Tuesday 20 February 2018

scribed by Jacob Blum, adapted from Paraskevas Deligiannis’ scribed notes, and edited by the course staff


Topics

  1. Algorithm for equal length transcripts
  2. Maximum Likelihood estimation
  3. Expectation-Maximization (EM) algorithm

Algorithm for equal length transcripts

For simplicity, we first we will assume that every transcript is of equal length. Let \(S_i\) represent the set of transcripts that contain read \(r_i\), and let \(f_{ik}\) represent the fraction of read \(i\) that we allocate to some \(k \in S_i\). Our quantification algorithm will be performed in two steps:

  1. Initialize abundance estimates for each transcript: \(\rho_1^0, \dots , \rho_K^0\)
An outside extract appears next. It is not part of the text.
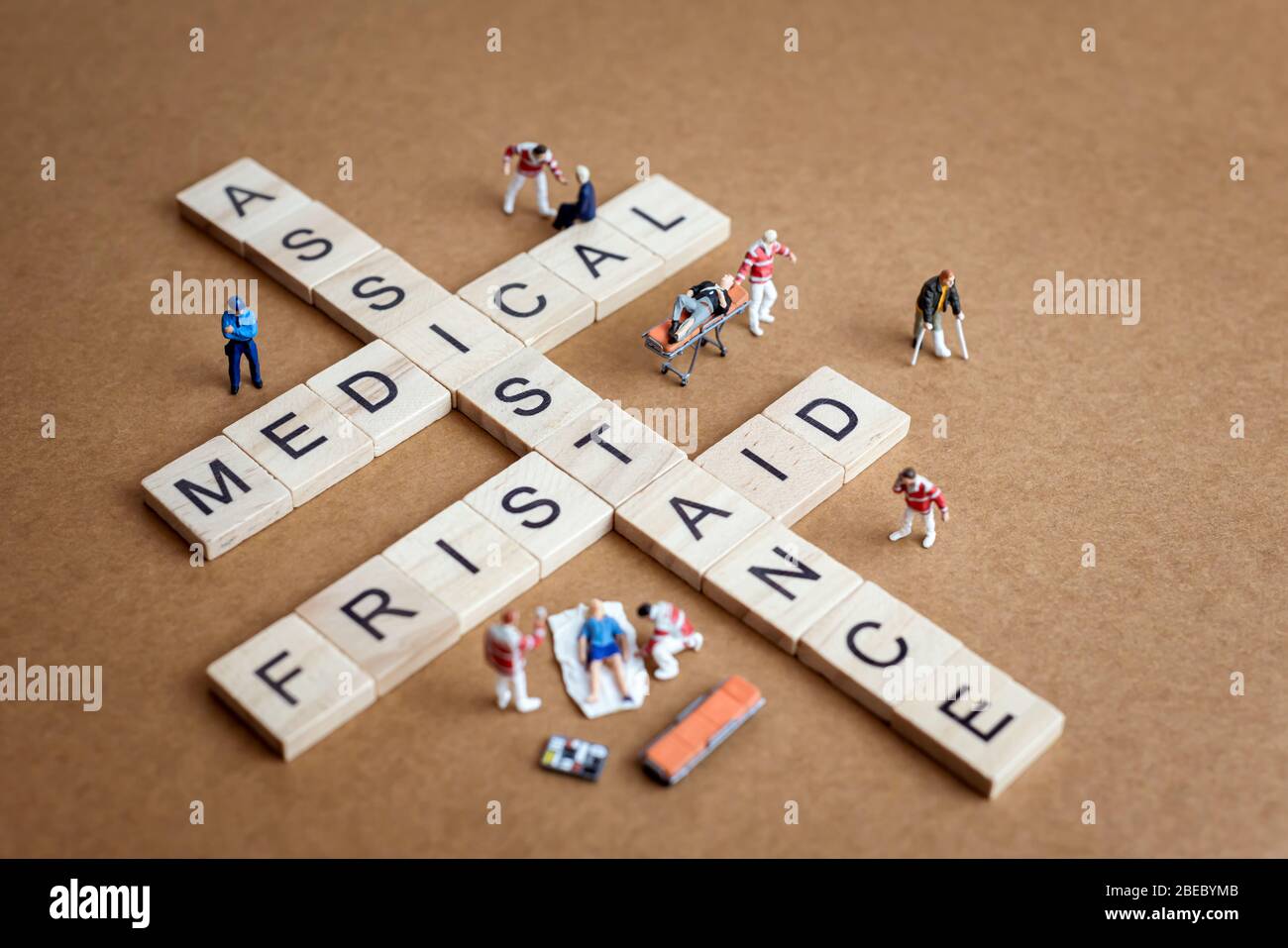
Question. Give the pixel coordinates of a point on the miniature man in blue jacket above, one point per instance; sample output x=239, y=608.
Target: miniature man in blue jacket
x=584, y=209
x=241, y=326
x=601, y=640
  2. For step \(m=1,2,...\) repeat:

    • For \(i=1,2,..,N\), split \(R_i\) into fractional counts for each transcript \(k \in S_i\), equal to the relative abundances of the transcripts in \(S_i\). This splitting is done as follows:
      \(f_{ik}^{(m)}=\begin{cases} \frac{\rho_k^{(m)}}{\sum_{j \in S_i}{\rho_j^{(m)}}} &\text{if }k \in S_i \\ 0 & \text{otherwise} \end{cases}\)
    • The updated estimate is
      \(\hat{\rho}_k^{(m+1)}=\frac{1}{N}\sum_{i=1}^{N}{f_{ik}^{(m)}}\)

Please refer to lecture 12 for an example where transcript lengths are not equal and one transcript is a substring of the other.
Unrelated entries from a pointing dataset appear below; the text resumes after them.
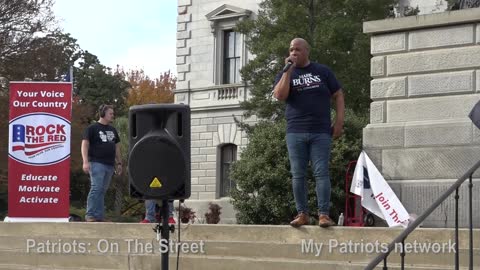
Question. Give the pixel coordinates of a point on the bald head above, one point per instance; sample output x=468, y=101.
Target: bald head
x=299, y=50
x=300, y=42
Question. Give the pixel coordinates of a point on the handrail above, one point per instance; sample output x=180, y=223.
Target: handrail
x=421, y=218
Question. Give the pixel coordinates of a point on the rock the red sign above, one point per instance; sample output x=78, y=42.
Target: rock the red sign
x=39, y=149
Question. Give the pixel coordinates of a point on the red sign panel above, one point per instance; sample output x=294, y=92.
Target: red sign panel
x=39, y=149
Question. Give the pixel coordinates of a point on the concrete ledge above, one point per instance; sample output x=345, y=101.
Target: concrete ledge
x=423, y=21
x=431, y=108
x=433, y=60
x=383, y=136
x=435, y=38
x=378, y=112
x=388, y=88
x=441, y=83
x=438, y=134
x=429, y=163
x=388, y=43
x=420, y=194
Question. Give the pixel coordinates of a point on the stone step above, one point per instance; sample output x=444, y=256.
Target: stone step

Maximum Likelihood estimation

Let \(r_1, \dots, r_N\) be our collection of reads (data). The distribution of the reads depends on \(\mathbf{\rho}\). Since the reads are sampled independently, we have that

\[Pr(R_1=r_1,R_2=r_2,...,R_N=r_N;\mathbf{\rho}) = \prod_{i=1}^N{Pr(R_i=r_i;\mathbf{\rho})}.\]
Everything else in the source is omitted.